论文标题
TB/S极性连续取消解码器16NM ASIC实施
Tb/s Polar Successive Cancellation Decoder 16nm ASIC Implementation
论文作者
论文摘要
这项工作提出了对极地代码的连续取消(SC)解码器的有效实施。 SC是一种低复杂性深度优先的搜索解码算法,有利于超过5G应用程序,需要极高的吞吐量和低功率。 SC在这项工作中的ASIC实施利用了许多技术,包括管道和展开,以实现TB/S数据吞吐量,而不会损害功率和面积指标。为了降低实施的复杂性,使用了自适应对数可能性比率(LLR)量化方案。该方案通过考虑SC解码器中LLR分布的不规则极化和熵的不规则偏振和熵,优化了内部LLR的位精度。当代码块长度为1024位,有效载荷为854位时,该方案的性能成本小于0.2 dB。此外,SC中的某些计算具有高度并行化的大空间,而其他计算则采取更长的时间步骤。为了优化这些计算并减少内存和延迟,使用寄存器减少/平衡(R-RB)方法。最终解码器架构称为优化极地SC(OPSC)。 16nm FinFET ASIC技术的平台路线结果表明,OPSC解码器在0.79毫米$ $^2 $面积上实现1.2 TB/S的编码吞吐量,其面积为0.95 PJ/BIT能量效率。

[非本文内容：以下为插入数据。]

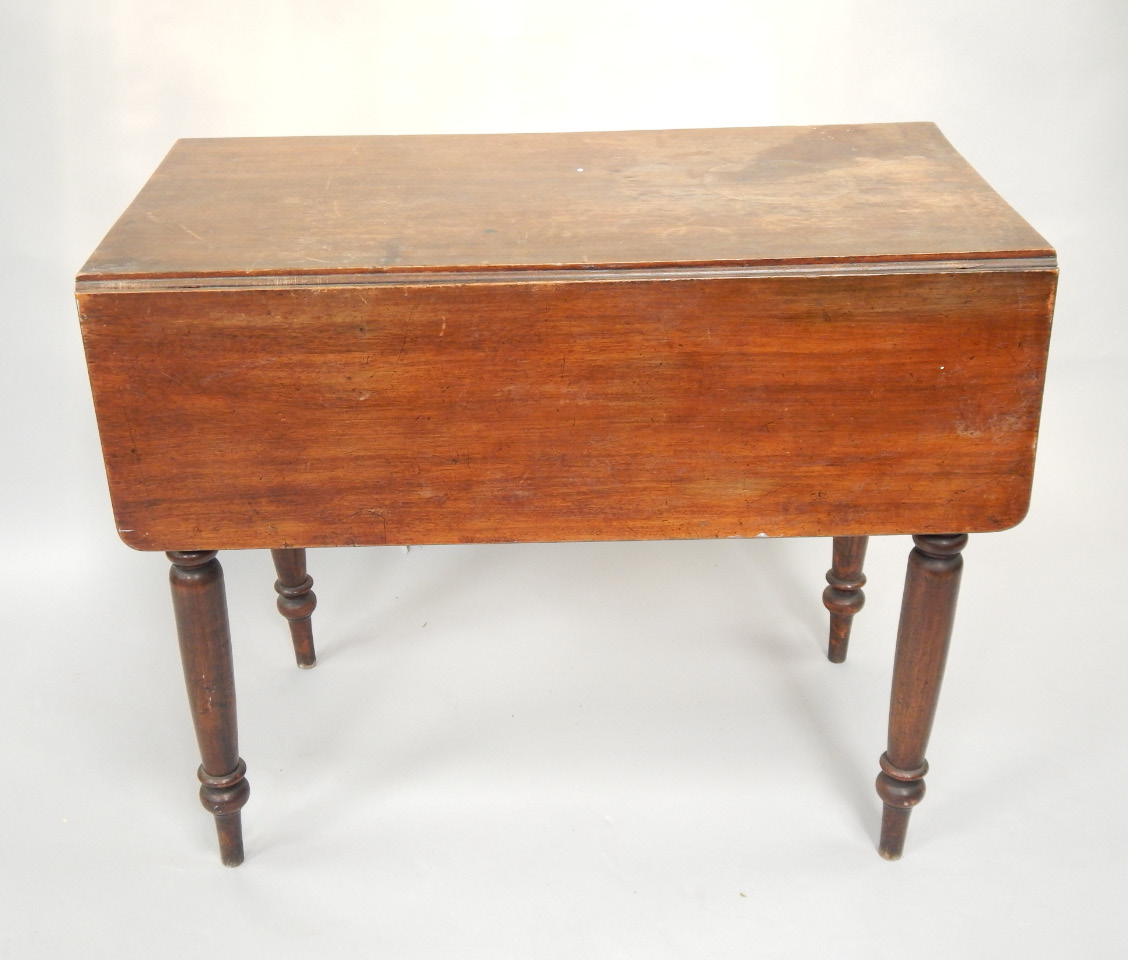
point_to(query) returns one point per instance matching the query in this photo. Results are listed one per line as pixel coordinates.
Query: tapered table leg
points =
(932, 584)
(205, 649)
(297, 601)
(844, 596)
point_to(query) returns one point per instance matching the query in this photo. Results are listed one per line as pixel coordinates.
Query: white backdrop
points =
(99, 830)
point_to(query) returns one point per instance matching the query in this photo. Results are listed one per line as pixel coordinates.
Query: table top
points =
(298, 210)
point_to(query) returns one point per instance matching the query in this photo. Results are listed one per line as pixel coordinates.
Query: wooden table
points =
(830, 331)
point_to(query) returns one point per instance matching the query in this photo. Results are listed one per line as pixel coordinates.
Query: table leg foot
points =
(297, 602)
(200, 604)
(844, 597)
(932, 586)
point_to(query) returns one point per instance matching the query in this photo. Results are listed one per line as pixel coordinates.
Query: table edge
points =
(1039, 261)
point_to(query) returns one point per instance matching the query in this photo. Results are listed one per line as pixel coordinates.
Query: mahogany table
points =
(827, 331)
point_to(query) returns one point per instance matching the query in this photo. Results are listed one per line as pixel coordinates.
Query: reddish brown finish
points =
(575, 411)
(297, 601)
(388, 205)
(844, 596)
(780, 332)
(932, 586)
(200, 602)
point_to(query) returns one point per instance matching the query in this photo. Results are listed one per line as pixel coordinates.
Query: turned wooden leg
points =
(205, 649)
(297, 601)
(927, 611)
(844, 596)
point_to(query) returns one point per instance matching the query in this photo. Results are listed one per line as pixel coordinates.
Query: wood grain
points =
(492, 413)
(399, 204)
(781, 332)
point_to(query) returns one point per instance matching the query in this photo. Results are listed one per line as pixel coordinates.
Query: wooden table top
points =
(303, 209)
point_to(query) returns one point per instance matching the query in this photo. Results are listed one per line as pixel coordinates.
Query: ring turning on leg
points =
(844, 596)
(200, 604)
(932, 584)
(297, 601)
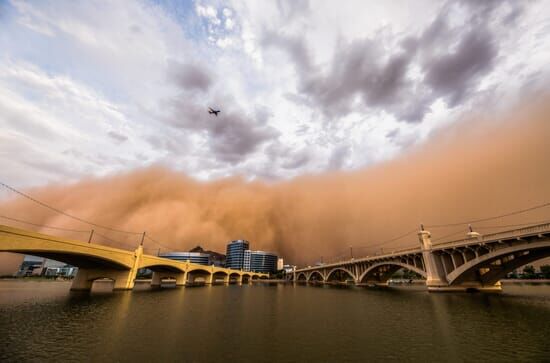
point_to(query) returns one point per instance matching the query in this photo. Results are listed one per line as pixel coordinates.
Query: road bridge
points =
(477, 262)
(98, 262)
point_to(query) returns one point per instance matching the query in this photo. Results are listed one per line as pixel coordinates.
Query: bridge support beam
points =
(435, 273)
(84, 279)
(180, 278)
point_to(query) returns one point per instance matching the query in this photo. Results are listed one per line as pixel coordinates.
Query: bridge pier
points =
(159, 276)
(84, 279)
(435, 271)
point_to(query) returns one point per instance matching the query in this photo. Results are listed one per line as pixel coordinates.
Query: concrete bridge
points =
(477, 262)
(97, 262)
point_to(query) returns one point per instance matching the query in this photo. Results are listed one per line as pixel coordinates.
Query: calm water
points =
(43, 321)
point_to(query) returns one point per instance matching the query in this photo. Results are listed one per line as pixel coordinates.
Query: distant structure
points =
(197, 255)
(216, 259)
(235, 254)
(193, 257)
(241, 257)
(260, 261)
(38, 266)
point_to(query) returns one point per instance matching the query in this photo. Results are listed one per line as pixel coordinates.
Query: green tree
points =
(528, 272)
(545, 269)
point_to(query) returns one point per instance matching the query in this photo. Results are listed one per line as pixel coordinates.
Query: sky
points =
(96, 88)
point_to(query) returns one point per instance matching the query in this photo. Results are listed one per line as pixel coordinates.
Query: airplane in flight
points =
(212, 111)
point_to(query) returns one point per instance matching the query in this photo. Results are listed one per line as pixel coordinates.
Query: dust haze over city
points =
(347, 146)
(399, 145)
(475, 169)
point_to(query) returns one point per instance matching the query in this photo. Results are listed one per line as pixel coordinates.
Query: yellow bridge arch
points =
(97, 261)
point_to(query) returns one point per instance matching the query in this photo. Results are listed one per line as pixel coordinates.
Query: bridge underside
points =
(77, 260)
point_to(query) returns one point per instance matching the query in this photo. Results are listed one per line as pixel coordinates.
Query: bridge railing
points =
(493, 237)
(401, 252)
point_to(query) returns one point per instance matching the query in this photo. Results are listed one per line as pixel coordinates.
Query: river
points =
(41, 321)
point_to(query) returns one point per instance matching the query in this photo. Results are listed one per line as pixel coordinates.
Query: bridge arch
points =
(301, 277)
(199, 274)
(491, 267)
(337, 271)
(163, 268)
(315, 276)
(382, 271)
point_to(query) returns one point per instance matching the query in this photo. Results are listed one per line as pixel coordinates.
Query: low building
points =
(216, 259)
(289, 268)
(193, 257)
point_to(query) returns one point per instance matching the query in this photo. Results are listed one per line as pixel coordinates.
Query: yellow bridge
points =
(97, 261)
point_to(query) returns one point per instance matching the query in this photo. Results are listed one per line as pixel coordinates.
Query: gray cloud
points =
(231, 136)
(117, 136)
(452, 60)
(296, 160)
(189, 76)
(339, 156)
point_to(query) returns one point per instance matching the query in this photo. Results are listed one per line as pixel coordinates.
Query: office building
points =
(216, 259)
(280, 264)
(234, 258)
(193, 257)
(260, 261)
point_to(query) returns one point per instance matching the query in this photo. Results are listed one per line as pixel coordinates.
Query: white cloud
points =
(96, 78)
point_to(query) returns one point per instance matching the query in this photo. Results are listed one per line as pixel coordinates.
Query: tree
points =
(545, 269)
(528, 272)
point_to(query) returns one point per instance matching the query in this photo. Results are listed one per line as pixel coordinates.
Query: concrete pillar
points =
(84, 279)
(138, 253)
(435, 276)
(183, 280)
(81, 282)
(157, 279)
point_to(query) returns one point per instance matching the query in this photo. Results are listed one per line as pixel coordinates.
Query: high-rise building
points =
(261, 261)
(235, 254)
(280, 264)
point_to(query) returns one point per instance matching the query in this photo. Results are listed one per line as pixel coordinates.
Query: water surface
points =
(43, 321)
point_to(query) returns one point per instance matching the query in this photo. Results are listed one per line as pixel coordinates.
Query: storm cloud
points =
(404, 76)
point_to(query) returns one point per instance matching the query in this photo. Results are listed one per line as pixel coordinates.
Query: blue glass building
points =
(235, 254)
(261, 261)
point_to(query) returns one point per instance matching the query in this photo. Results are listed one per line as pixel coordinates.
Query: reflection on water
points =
(43, 321)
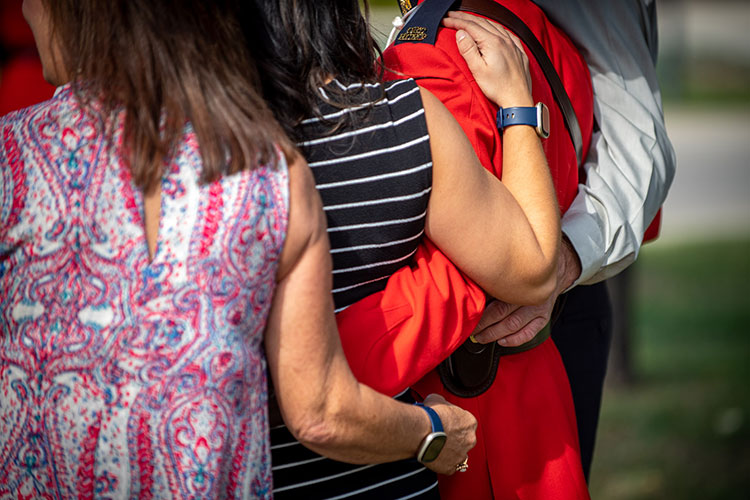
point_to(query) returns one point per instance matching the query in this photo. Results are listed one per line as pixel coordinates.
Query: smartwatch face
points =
(434, 446)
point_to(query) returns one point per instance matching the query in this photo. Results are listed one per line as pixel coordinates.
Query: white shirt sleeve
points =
(631, 162)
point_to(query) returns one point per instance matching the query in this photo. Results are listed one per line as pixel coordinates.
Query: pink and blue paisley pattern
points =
(122, 377)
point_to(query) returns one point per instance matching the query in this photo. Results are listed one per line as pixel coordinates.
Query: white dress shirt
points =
(631, 162)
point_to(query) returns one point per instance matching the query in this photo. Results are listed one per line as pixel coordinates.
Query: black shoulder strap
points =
(495, 11)
(422, 27)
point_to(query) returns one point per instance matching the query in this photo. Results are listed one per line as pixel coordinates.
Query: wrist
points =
(570, 265)
(432, 444)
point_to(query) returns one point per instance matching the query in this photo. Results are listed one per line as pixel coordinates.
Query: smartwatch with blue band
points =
(433, 443)
(536, 116)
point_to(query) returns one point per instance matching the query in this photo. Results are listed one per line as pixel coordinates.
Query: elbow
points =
(541, 290)
(538, 285)
(316, 428)
(318, 434)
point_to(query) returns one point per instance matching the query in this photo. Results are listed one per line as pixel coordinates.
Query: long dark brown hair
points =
(167, 62)
(300, 44)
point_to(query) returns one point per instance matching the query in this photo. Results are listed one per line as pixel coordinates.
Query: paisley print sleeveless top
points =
(122, 377)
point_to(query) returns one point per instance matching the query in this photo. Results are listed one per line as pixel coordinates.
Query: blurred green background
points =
(674, 422)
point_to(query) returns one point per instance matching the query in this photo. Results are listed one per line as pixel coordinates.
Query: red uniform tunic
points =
(527, 442)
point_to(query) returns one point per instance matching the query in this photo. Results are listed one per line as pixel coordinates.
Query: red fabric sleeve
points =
(395, 337)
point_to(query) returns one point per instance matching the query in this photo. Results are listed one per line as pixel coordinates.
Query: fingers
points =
(525, 334)
(460, 427)
(494, 312)
(469, 50)
(525, 322)
(478, 27)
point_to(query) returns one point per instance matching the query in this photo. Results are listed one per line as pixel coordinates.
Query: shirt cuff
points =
(585, 235)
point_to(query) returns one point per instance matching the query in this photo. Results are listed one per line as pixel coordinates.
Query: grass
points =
(682, 430)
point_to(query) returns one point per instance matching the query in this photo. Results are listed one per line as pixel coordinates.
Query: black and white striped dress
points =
(374, 176)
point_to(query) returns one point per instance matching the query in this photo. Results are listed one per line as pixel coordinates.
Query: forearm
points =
(358, 425)
(527, 177)
(393, 338)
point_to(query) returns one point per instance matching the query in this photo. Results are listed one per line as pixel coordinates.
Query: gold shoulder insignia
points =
(405, 6)
(413, 34)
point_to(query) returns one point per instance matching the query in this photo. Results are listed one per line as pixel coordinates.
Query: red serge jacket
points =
(393, 338)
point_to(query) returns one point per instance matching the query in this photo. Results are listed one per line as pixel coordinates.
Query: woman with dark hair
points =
(392, 165)
(156, 229)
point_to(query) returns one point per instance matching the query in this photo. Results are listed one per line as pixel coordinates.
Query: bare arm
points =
(322, 403)
(505, 235)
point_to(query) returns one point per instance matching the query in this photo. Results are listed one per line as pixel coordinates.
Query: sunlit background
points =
(675, 420)
(676, 415)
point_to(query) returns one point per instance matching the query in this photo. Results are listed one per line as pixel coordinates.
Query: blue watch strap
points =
(437, 424)
(521, 115)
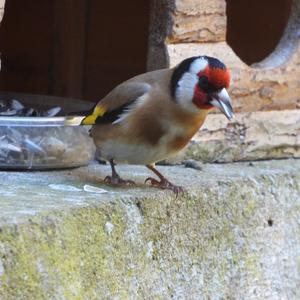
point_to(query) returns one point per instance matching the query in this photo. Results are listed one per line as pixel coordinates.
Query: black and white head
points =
(201, 82)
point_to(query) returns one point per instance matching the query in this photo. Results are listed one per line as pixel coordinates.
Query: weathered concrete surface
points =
(236, 235)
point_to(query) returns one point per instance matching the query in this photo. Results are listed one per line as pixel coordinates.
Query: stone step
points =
(235, 235)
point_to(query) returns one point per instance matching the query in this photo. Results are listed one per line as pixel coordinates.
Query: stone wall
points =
(199, 27)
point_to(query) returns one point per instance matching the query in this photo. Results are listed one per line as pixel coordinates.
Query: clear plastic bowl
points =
(44, 142)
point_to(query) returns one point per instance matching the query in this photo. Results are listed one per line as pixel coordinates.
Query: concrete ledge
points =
(235, 235)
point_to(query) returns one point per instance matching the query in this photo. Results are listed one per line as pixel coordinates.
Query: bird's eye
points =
(205, 85)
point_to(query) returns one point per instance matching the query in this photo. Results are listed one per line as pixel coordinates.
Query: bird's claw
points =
(165, 184)
(117, 180)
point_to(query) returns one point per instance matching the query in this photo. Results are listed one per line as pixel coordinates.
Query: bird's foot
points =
(165, 184)
(117, 180)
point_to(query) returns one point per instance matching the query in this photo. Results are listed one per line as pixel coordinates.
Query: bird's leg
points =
(163, 183)
(115, 178)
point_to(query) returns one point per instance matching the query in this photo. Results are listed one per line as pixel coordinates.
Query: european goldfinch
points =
(154, 115)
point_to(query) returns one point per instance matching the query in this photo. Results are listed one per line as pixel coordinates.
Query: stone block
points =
(235, 235)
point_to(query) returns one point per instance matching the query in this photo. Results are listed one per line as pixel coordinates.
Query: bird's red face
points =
(211, 81)
(201, 83)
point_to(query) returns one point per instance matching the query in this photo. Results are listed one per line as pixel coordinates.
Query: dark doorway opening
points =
(72, 48)
(254, 27)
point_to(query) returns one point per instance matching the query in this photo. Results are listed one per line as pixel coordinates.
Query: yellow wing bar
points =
(99, 111)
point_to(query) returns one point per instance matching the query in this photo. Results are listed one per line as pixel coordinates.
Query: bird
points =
(152, 116)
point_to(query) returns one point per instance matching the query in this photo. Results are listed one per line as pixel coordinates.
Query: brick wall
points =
(197, 27)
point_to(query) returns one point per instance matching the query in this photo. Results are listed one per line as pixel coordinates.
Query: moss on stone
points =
(214, 242)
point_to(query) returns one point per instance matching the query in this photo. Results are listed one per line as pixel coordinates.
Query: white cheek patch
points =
(198, 65)
(186, 85)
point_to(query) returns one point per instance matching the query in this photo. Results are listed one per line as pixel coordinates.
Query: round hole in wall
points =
(255, 27)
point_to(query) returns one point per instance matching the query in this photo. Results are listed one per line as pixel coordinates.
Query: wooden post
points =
(69, 47)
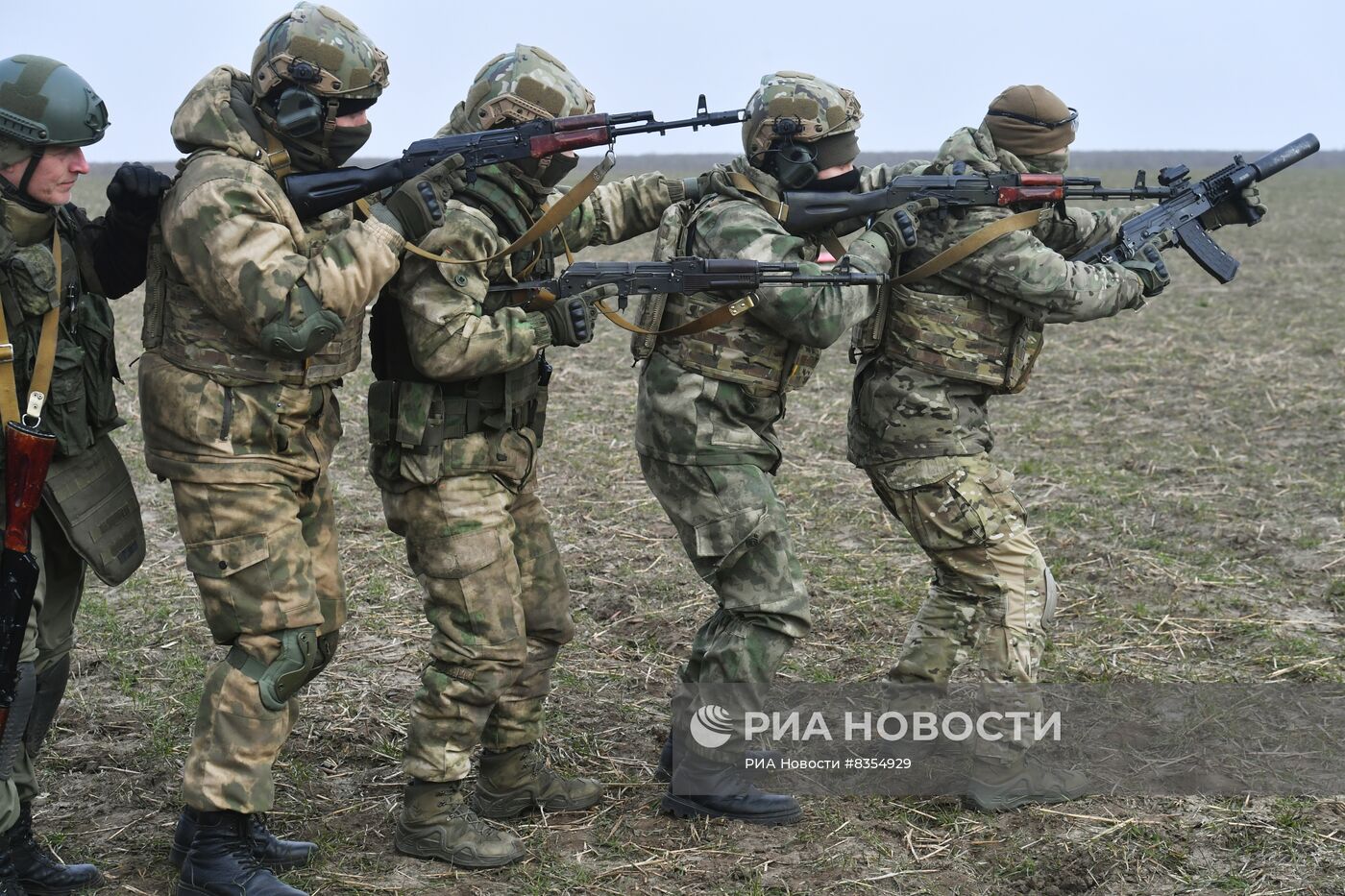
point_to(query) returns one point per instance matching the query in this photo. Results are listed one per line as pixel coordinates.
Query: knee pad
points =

This work presents an efficient ASIC implementation of successive cancellation (SC) decoder for polar codes. SC is a low-complexity depth-first search decoding algorithm, favorable for beyond-5G applications that require extremely high throughput and low power. The ASIC implementation of SC in this work exploits many techniques including pipelining and unrolling to achieve Tb/s data throughput without compromising power and area metrics. To reduce the complexity of the implementation, an adaptive log-likelihood ratio (LLR) quantization scheme is used. This scheme optimizes bit precision of the internal LLRs within the range of 1-5 bits by considering irregular polarization and entropy of LLR distribution in SC decoder. The performance cost of this scheme is less than 0.2 dB when the code block length is 1024 bits and the payload is 854 bits. Furthermore, some computations in SC take large space with high degree of parallelization while others take longer time steps. To optimize these computations and reduce both memory and latency, register reduction/balancing (R-RB) method is used. The final decoder architecture is called optimized polar SC (OPSC). The post-placement-routing results at 16nm FinFet ASIC technology show that OPSC decoder achieves 1.2 Tb/s coded throughput on 0.79 mm$^2$ area with 0.95 pJ/bit energy efficiency.